That said, I’ve made reservations at seven restaurants in Edinburgh and Glasgow that seem delicious, and almost all of them boast Scottish cuisine (the exception is an Indian joint that looks otherworldly). I’m particularly amped about Makars Gourmet Mash Bar in Edinburgh, which merrily touts affordable farm-to-table dishes featuring lots of mashed potatoes and scads of fresh meats and veggies. Bangers and mash? Um, yeah. 

I was watching “Top Chef” the other night and the show’s deceptively sweet host Padma Lakshmi — she of the cutting parting words, “Please, pack your knives and go” — reminded me how food is of paramount consideration when choosing where to travel. I go partly for the local cuisine, be it sushi and takoyaki (octopus balls) in Japan or jamón ibérico and patatas bravas in Spain (or, gulp, haggis in Scotland).  

This trip is different. Despite my A.I. research, nothing but the cursed haggis stands out, and yet the menus at my reserved restaurants are thoroughly enticing. A quasi-foodie — sort of a Foodie, Jr. — I’m all about adventuresome eating, be it silkworm cocoons in China or that whole cobra in Vietnam I’ve mentioned here a thousand times. Will I try haggis? Maybe. Yet I don’t want to order an offal-filled sheep’s stomach only to gag on the first bite and then where will I be? Embarrassed and out 20 bucks. 

I rarely strike out in my gastronomical exploits — OK, the silkworm cocoons were disgusting — so anxiety is low. I bet I can do haggis. Right? After all, it really isn’t like it’s roadkill or something. 

Damn. That poor, pitiful little squirrel. 

Haggis. There you have it.

The reluctant bachelor

In my 30s, a pair of well-meaning coworkers nominated me for a title in a big-city glossy magazine that makes me blush even as I type this so many years later. 

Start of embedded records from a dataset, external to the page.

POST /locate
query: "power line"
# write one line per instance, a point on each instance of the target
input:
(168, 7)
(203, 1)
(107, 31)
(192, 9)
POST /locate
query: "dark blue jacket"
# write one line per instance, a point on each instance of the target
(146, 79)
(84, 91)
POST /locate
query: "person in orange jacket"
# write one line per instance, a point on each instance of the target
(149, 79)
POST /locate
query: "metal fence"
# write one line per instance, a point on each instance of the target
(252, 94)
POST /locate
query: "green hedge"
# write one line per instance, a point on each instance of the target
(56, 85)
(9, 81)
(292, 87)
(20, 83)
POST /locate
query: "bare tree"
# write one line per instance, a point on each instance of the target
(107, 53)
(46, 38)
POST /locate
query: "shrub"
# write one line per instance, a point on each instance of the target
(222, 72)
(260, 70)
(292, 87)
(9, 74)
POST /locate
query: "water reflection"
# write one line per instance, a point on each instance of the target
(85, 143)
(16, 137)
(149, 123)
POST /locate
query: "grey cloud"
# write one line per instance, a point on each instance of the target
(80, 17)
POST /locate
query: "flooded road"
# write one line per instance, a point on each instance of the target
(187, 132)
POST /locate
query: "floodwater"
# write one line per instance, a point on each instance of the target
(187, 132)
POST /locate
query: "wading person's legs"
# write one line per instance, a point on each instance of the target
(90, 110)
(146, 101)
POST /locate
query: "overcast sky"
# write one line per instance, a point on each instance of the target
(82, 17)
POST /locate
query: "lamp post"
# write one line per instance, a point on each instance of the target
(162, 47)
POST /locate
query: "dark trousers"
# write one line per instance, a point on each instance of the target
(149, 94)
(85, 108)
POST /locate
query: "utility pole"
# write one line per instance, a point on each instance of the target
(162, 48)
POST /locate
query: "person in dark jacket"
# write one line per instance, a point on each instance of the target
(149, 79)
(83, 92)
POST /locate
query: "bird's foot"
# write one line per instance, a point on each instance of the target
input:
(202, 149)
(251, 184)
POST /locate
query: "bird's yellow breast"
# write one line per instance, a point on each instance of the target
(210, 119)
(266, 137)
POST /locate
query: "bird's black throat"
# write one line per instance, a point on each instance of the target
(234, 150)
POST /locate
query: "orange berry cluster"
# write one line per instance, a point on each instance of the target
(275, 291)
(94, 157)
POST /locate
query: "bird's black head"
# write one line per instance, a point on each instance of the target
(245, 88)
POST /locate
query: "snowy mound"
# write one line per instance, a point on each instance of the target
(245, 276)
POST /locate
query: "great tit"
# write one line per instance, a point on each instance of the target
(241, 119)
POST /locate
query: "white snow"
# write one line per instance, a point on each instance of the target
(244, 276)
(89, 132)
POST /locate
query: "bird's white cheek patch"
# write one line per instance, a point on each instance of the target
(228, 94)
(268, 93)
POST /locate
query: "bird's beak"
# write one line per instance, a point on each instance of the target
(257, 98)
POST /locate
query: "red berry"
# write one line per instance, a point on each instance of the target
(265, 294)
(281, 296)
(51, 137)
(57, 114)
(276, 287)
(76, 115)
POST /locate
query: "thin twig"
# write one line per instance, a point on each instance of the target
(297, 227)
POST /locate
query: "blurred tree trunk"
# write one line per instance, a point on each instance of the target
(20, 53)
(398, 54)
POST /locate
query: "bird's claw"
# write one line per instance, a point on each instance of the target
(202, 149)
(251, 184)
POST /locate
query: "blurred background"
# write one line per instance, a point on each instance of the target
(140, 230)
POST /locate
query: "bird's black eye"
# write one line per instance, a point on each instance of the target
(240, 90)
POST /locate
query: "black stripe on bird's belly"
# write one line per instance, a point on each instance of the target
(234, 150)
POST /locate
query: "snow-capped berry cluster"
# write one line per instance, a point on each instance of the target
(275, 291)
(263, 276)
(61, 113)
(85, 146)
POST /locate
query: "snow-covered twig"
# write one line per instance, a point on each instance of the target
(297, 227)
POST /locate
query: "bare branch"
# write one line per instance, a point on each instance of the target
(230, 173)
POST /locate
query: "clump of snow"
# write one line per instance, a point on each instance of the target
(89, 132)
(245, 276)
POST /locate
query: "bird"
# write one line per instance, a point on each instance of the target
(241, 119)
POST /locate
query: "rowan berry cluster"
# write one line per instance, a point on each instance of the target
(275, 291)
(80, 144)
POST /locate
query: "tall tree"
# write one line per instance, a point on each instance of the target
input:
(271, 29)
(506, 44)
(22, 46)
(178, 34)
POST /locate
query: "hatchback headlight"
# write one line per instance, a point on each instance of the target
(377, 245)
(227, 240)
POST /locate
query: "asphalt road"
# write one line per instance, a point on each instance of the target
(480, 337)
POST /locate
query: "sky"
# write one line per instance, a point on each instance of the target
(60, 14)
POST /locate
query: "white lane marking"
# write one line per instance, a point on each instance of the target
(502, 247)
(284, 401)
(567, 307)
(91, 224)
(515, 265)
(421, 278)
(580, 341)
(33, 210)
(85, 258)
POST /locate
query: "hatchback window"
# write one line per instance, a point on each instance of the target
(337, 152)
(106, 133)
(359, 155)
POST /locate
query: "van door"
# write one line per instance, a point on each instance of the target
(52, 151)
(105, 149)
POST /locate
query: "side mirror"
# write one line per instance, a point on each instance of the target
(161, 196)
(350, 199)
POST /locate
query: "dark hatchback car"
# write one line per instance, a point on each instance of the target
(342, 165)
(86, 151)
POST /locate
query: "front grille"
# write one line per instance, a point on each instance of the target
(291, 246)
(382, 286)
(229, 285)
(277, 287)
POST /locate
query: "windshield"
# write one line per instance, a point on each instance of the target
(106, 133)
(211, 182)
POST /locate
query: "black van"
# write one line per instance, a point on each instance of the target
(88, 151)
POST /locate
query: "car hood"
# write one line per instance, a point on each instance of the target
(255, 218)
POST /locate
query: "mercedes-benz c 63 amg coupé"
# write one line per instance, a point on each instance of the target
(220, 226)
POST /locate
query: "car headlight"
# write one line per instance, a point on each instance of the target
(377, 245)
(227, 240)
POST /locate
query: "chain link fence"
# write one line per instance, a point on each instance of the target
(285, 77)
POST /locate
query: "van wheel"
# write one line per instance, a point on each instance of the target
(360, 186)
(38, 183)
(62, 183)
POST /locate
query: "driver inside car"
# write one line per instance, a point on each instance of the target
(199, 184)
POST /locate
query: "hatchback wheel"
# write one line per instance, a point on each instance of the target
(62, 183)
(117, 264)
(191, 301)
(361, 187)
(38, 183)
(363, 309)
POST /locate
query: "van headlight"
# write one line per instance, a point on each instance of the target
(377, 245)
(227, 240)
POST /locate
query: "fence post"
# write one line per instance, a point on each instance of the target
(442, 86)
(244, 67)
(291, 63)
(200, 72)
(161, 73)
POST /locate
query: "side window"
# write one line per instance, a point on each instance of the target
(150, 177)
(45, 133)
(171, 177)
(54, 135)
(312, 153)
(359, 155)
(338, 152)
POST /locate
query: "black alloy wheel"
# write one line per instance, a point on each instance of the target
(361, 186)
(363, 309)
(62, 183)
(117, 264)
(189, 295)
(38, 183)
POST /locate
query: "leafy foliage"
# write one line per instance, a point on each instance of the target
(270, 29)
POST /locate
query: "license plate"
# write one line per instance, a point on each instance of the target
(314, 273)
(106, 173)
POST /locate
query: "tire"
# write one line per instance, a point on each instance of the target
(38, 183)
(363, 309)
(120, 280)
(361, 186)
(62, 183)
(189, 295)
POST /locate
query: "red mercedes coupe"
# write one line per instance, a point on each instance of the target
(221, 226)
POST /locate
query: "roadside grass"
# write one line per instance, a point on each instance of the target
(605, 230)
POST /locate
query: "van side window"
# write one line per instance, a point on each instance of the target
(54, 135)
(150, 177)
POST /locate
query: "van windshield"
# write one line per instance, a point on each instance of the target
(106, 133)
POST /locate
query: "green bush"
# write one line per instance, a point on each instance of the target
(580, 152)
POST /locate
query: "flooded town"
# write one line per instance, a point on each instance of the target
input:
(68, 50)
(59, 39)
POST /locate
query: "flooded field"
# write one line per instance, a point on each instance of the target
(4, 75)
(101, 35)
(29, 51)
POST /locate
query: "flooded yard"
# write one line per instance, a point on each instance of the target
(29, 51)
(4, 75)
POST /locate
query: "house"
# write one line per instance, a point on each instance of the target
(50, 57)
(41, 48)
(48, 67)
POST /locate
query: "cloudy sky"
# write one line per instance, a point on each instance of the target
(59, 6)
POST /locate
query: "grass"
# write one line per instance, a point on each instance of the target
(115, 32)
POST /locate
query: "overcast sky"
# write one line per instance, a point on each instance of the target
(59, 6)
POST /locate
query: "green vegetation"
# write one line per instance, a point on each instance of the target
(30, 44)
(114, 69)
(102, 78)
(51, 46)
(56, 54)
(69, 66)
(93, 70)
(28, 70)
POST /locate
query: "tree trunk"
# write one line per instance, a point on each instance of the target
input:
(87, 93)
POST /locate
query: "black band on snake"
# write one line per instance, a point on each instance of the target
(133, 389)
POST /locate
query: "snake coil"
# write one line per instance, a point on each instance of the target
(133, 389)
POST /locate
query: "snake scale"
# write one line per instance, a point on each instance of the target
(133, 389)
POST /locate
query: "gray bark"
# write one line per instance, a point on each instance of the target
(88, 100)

The magazine was a strenuously vapid thing, slathered in food and lifestyle pap, all of it mawkishly upbeat. To attract page after Technicolor page of blaring ad copy, it was shamelessly obsessed with ratings and lists: Best Barbecue! Best Campsites! Best Burgers! Best Places to Get Off!

City magazines with ample ad revenue are like that. They traffic in pretty pictures of manicured affluence, catering to the beauty-salon and doctor’s office crowds. Without being trendy themselves — they are woefully unhip —  they try to manufacture trends. Only dingbats actually pay money for the periodical, which is so cloying, you could barf. 

That said, I admit up front that I participated in this paragon of sub-journalism. My coworkers nominated me for one of those knuckleheaded lists: the city’s Most Eligible Bachelors. I was flattered. I was humbled. I was mortified.

The magazine editor phoned me for a preliminary interview. And I blurted: no. I rejected the nomination. It was way out of my comfort zone. I wasn’t so desperate for a date. And this introvert definitely didn’t need the exposure, my bewildered mug spread next to an ad for the hottest tanning salon or 40 sparkly, smiley real estate agents.

I thanked my deflated pod-mates, the lovely Sarah and Sharon, and also apologized. I was being ungracious, but I didn’t have the stomach for it. 

My dis was apparently a big deal. Friends expressed dismay. My disappointed mother scolded me like I was eight. The topper: Ira Glass of “This American Life” called for a possible segment — man turns down most eligible bachelor nomination, how zany is that? — that, fortunately, never panned out. 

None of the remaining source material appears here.